Art studio senior Amy Hoagland, left, works on the iron pour, which drew artists from Wisconsin, Florida, Colorado and West Virginia.

McKenna Horsley

[email protected]

Creating art is a way to bring communities together and share rich traditions from one generation to another. UK’s School of Art and Visual Studies held a spring iron pour Saturday afternoon, which brought together students, professors and artists from all over the country to cast iron sculptures.

An iron pour is when iron is heated in a furnace and poured into molds. When the molds are removed, a sculpture remains. The spring iron pour was held inside the Metal Arts Building and outside the Reynolds Building.

Work was done all over the site, from breaking iron into smaller pieces to putting final touches on molds before casting.
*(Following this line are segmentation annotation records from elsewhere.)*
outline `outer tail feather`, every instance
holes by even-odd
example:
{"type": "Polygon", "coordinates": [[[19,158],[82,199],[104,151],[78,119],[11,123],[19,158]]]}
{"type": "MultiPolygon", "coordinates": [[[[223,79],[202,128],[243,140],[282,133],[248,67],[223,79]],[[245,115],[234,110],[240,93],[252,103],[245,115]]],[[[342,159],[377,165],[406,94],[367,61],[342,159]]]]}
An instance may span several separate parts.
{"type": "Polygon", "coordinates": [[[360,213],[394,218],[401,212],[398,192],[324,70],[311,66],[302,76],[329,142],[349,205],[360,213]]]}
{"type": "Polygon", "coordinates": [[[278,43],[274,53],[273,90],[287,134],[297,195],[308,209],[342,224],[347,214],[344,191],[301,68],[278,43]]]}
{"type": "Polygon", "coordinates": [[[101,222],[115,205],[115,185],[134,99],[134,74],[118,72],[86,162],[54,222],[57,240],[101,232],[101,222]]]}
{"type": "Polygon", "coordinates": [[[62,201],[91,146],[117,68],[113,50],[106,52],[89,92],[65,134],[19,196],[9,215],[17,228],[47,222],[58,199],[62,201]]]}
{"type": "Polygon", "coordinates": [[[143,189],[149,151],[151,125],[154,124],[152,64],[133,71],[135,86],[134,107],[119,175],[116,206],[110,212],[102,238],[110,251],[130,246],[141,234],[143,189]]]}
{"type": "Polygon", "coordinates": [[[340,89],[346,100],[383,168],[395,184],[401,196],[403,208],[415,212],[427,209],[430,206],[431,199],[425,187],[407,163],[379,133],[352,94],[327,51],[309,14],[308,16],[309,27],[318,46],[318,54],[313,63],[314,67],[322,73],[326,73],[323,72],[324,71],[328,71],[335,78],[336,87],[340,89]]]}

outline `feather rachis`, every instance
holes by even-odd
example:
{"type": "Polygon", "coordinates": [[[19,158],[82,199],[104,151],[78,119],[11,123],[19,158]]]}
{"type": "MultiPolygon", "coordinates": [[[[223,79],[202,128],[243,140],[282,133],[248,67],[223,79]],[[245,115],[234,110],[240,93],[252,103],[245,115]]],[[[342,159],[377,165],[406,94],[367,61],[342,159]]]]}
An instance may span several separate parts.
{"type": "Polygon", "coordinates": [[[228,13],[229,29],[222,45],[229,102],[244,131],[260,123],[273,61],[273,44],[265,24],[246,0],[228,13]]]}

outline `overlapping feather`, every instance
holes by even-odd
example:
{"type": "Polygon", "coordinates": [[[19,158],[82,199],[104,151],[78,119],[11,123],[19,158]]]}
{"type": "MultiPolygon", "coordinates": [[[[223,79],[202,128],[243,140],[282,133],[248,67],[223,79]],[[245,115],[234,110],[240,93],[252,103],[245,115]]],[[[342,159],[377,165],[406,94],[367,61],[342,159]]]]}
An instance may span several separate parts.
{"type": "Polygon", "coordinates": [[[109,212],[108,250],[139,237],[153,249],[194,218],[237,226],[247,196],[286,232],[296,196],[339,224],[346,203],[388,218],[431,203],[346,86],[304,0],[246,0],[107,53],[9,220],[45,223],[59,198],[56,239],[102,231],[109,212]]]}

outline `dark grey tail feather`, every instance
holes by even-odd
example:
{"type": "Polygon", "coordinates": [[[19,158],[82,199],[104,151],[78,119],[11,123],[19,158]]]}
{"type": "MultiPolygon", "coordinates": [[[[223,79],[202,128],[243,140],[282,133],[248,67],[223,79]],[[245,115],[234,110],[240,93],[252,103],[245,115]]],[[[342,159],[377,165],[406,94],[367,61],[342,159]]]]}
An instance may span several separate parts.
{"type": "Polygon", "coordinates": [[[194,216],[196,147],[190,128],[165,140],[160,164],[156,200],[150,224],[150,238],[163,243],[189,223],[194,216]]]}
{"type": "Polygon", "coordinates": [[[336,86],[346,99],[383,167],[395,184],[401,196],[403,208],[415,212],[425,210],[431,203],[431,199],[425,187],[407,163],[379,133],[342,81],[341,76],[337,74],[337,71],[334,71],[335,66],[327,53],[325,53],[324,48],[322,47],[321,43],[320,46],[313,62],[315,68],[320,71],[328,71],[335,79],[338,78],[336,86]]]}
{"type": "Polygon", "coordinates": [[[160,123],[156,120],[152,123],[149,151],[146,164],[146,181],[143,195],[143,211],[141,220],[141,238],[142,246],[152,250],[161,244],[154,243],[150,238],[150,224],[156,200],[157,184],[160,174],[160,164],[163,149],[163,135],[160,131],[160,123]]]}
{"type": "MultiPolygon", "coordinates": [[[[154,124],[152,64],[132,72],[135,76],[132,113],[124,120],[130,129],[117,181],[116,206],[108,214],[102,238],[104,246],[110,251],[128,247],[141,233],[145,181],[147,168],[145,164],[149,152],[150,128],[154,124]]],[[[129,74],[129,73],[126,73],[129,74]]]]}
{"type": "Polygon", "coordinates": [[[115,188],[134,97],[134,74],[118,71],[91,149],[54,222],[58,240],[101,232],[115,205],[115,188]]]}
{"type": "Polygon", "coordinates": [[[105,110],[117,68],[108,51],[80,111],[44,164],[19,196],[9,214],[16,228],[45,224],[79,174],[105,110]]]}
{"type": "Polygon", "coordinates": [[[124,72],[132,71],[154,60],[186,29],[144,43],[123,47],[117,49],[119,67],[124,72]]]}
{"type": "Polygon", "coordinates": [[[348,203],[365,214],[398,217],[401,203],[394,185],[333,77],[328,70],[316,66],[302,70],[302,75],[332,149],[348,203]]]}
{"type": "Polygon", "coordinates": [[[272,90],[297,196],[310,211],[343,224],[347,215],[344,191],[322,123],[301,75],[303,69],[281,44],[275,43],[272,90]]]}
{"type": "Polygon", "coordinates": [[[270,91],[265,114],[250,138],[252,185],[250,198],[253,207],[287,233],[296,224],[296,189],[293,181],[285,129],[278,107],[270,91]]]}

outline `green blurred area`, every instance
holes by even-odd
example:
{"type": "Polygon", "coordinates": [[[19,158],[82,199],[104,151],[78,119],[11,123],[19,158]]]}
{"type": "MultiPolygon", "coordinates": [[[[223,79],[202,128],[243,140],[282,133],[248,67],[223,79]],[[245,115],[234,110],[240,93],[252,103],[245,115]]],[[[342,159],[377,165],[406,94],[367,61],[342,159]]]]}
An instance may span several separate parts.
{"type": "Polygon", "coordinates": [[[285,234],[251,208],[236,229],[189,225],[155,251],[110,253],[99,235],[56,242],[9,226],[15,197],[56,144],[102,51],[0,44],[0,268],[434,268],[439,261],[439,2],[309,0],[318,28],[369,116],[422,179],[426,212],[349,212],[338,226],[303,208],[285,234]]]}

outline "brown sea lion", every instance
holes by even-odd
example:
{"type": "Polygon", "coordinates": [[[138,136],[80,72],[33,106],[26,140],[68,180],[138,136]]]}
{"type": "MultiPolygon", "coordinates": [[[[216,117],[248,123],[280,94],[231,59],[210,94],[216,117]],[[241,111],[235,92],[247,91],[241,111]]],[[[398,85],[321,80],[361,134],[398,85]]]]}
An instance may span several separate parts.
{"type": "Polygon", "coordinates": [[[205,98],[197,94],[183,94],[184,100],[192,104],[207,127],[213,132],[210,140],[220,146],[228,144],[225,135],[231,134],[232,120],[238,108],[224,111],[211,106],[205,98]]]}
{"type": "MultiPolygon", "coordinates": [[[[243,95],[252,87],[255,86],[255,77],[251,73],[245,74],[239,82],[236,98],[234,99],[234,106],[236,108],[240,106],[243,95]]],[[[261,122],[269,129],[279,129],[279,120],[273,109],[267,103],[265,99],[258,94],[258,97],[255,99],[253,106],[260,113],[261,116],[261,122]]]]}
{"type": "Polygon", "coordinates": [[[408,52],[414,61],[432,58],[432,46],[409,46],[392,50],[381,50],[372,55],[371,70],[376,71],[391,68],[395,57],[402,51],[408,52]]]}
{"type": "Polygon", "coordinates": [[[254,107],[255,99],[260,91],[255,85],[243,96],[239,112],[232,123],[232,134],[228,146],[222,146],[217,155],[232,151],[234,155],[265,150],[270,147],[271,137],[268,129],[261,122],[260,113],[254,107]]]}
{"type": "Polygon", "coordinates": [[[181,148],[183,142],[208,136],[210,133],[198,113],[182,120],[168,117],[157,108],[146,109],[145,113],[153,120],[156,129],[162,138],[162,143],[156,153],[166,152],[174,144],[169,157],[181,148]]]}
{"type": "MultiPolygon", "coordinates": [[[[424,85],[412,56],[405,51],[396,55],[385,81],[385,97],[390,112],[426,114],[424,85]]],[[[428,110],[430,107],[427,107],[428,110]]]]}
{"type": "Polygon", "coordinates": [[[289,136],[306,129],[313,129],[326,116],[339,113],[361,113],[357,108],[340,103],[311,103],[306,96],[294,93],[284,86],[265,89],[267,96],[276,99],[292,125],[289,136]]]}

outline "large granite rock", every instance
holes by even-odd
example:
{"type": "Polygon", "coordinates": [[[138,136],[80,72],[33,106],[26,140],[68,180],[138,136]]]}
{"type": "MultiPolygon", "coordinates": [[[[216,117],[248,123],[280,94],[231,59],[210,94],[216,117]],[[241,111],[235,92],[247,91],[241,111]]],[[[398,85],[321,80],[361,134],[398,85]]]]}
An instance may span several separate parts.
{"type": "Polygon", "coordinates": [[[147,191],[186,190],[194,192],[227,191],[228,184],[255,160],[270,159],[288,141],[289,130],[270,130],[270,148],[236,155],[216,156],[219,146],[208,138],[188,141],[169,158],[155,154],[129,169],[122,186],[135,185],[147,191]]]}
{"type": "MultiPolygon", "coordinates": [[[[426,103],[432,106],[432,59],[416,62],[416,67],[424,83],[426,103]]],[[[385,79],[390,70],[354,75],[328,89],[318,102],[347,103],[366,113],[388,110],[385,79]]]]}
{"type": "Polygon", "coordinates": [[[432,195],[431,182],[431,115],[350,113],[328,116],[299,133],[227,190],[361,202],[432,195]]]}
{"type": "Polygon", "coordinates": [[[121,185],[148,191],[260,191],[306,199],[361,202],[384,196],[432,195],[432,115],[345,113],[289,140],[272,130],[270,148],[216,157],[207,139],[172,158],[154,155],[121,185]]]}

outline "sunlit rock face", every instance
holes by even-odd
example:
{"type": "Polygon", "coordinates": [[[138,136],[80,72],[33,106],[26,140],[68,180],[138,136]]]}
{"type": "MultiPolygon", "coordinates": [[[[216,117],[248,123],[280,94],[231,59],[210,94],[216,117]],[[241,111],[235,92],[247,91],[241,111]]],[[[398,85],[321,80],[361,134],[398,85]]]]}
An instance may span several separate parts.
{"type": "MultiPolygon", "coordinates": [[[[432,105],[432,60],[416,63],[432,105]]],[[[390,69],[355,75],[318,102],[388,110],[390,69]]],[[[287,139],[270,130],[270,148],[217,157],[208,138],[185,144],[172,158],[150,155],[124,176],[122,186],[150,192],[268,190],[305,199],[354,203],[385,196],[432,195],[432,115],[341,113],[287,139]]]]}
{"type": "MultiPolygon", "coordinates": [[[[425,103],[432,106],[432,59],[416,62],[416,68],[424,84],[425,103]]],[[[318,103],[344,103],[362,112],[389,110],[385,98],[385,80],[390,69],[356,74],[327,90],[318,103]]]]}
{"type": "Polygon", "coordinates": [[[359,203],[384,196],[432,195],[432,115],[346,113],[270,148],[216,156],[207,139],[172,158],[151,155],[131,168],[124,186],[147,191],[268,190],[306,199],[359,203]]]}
Art studio senior Amy Hoagland and art studio and arts administration senior DaHee Son weighed iron into charges.

“Each charge is the amount of iron you put into the furnace at once,” Hoagland said.

For the furnace at the iron pour, charges weighed 315 pounds.

Son created a mold to be filled at the iron pour. 

“(The sculpture is) like hands, but dismantled,” she said.

The final piece will be interactive and will have a concrete board with the iron parts.

While creating the iron art, safety is a main concern. Participants wore face masks, safety glasses, gloves and leather outfits in case sparks started to fly.

Lecturer Jeremy Colbert said iron casting came to UK 23 years ago. Since then, the university has become a flagship among colleges that offer iron casting and brings together a community of artists.

“Iron (casting) is kind of like a subculture,” Colbert said. “In the last 10 or 15 years, it’s really blown up.”

Colbert said UK has led advancements in iron work, such as developing 3-D printing and chemical testing. 

“We’re bridging the new with the old traditional stuff,” he said.

Colbert said artists from Wisconsin, Colorado, Florida and West Virginia were in attendance at the event, which also featured many UK alumni.

The scrap iron at the iron pour was donated to the School of Art and Visual Studies’ metalwork program.

“This metal particularly came from the … University of Kentucky president’s home,” said Colbert, noting how the Physical Plant Division donated radiators left over from renovations to Maxwell Place.

Colbert and his peers created the furnace used during the iron pour, TWO4, during their graduate school work at Florida State University. When FSU wanted to retire the furnace, Colbert brought it to UK. An estimated 38 tons of metal has been put into TWO4.

“It’s got a long legacy,” Colbert said. “Now, that legacy has been brought to Kentucky.”